But one indemnity element will become acutely painful: the economic disparity between those impacted long term by a work injury and those who are able to return to work quickly will become even more significant.

The WorkCompCentral report, Uncompensated Worker, demonstrates that those on long term disability wander closer and closer to the poverty line - many people who incur long term permanent disability lose not only their jobs, but any sense of financial security.

Research shows the path to poverty is exacerbated by a work injury that produces long term disability, and workers' compensation permanent disability indemnity benefits fail miserably to cover that gap.

Temporary disability indemnity rates will raise to meet the income elevation because in both California and New York it is indexed to the states' average weekly wages as determined by each state's formula.

But compensation for permanent disability isn't.

Which sets up the next big political fight, ergo "reform." Labor will push to close the gap between permanent disability indemnity and the "living wage," business will object to raising PD - and the question is going to be what each side will give up to get their requested part of the bargain.

New York Republicans had already tried to tie a "reform" of that state's work comp system to the minimum wage increase. 

That obviously didn't work.
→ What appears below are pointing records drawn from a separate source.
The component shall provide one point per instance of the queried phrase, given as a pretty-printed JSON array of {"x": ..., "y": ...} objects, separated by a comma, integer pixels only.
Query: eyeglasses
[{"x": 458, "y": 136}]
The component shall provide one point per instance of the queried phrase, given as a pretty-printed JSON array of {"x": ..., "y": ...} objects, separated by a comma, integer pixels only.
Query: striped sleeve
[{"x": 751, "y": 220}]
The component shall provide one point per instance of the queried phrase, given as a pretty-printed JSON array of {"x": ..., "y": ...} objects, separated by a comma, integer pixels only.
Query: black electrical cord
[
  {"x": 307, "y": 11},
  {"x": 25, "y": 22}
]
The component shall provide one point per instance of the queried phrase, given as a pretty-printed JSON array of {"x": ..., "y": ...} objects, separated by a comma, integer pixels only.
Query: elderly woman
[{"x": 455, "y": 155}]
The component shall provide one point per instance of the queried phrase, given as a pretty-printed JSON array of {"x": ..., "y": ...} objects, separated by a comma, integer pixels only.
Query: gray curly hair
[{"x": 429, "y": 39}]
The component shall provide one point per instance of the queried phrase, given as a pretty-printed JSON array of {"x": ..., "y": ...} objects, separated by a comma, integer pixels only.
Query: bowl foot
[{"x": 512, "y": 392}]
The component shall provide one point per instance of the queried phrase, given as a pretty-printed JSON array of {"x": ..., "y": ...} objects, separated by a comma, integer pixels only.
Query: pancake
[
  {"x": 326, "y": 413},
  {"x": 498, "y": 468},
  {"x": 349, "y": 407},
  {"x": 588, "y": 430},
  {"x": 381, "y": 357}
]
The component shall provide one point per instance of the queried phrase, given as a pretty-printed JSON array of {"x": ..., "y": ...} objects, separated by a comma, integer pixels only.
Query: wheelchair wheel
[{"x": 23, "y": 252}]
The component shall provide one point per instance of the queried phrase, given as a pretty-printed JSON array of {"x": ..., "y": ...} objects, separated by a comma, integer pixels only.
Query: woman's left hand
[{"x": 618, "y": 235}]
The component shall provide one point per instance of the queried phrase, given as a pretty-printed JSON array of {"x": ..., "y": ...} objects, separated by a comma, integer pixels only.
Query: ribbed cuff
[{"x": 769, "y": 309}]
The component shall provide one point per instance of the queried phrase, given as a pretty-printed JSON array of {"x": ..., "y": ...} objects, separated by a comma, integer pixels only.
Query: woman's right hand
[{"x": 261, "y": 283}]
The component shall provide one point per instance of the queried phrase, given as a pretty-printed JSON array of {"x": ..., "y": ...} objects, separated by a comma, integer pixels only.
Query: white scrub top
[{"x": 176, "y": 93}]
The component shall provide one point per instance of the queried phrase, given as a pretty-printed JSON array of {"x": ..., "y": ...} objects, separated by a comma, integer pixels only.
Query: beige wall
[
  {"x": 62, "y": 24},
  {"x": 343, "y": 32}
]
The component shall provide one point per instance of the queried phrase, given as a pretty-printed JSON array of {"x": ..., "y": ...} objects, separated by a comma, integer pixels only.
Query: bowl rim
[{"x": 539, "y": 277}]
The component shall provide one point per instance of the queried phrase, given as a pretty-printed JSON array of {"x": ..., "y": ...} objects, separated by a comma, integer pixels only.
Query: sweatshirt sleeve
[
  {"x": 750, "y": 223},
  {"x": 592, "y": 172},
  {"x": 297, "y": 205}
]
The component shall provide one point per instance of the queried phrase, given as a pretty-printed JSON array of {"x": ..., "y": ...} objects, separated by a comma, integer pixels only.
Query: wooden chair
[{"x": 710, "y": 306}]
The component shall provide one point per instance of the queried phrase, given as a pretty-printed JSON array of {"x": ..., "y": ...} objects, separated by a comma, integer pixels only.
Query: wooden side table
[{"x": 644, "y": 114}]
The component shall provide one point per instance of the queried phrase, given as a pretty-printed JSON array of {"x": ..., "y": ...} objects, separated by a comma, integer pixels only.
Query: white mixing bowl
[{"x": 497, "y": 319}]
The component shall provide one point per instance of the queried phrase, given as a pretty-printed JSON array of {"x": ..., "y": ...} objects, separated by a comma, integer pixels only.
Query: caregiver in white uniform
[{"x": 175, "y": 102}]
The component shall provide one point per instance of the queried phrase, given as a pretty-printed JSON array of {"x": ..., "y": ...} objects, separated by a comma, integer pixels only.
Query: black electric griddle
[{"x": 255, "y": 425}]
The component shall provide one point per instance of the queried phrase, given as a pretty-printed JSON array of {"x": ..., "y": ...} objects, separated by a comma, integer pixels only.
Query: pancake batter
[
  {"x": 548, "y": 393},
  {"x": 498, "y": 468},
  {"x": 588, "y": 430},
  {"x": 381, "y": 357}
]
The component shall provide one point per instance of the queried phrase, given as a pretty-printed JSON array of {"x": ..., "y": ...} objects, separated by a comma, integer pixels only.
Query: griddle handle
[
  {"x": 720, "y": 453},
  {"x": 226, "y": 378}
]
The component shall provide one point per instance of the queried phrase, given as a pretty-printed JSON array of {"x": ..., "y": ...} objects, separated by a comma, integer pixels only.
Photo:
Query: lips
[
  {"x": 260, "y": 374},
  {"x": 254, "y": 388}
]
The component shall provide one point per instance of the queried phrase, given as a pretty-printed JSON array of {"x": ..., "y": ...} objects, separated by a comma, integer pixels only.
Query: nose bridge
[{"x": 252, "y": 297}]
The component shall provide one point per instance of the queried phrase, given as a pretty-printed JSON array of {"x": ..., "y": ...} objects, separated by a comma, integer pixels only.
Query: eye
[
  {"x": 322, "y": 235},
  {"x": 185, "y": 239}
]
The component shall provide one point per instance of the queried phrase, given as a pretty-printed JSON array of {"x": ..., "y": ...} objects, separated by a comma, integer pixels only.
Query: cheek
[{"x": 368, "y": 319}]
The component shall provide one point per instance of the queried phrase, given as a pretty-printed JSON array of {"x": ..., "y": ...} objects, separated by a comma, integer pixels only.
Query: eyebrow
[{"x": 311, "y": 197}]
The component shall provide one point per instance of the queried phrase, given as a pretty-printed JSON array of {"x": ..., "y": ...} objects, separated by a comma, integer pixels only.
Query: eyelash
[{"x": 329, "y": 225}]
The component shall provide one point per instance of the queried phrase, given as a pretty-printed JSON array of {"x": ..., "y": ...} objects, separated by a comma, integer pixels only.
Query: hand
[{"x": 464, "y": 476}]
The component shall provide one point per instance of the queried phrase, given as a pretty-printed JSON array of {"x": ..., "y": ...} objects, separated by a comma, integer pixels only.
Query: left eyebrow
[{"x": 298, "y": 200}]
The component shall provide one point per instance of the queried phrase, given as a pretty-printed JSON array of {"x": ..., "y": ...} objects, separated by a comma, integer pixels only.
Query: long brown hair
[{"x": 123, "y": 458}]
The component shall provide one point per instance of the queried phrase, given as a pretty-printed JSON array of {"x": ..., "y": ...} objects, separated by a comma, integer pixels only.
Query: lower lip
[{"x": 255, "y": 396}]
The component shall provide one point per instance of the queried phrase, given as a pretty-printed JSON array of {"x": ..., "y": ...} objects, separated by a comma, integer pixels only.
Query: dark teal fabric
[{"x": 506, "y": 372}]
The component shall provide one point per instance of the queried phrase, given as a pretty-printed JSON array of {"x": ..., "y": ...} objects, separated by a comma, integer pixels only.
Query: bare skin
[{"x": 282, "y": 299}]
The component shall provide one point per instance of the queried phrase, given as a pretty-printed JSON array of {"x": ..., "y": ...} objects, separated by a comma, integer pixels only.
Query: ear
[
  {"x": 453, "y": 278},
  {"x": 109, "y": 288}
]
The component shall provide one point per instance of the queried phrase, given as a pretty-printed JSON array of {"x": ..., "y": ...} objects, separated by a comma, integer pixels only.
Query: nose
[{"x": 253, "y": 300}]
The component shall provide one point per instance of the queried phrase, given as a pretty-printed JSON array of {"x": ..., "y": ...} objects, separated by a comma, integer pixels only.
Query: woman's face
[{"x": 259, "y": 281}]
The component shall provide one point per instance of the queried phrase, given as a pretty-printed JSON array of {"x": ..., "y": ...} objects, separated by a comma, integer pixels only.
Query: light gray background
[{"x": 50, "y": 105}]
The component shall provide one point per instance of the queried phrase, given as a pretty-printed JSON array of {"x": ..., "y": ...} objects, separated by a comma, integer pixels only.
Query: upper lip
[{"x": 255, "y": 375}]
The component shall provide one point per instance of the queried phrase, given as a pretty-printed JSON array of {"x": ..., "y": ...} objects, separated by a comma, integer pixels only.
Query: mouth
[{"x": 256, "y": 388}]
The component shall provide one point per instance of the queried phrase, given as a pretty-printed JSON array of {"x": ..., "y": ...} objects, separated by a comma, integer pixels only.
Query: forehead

They'll try again.

Tuesday, January 26, 2016

Same Song, Different Dance


In the face of last year's negative press about erosion of benefits through the constant "reform" of workers' compensation, New York Gov Andrew Cuomo released a proposed budget for fiscal year 2017 that is being pushed by the state's business interests to address escalating costs.

New York last went through the hemorrhaging effects of major changes to its business-backed workers' compensation reform effort under the disgraced former governor, Elliot Spitzer's, administration in 2007 - so the timing is about right for a new reform movement: every 7 to 10 years...

And in fact the Business Council of New York State, had been seeking legislative "corrections" to the inadequately implemented Spitzer reform package since at least 2014.

About this time last year, the Council released "Fix New York: The 2015 Legislative and Regulatory Agenda," it's architectural plans for curing what the business community sees as a system run amok with cost overruns and inflated benefits.

That document described seeking an update to the medical impairment guides used to calculate schedule loss-of-use awards, to require injured workers to use a doctor from panels appointed by employers for the first 90 days following an injury, add a comparative negligence standard to the state's unique Scaffold Law, "de-index" the maximum weekly benefit from the state average weekly wage or adopt regional indexes, cap temporary disability status at 2 years post injury, among other proposals.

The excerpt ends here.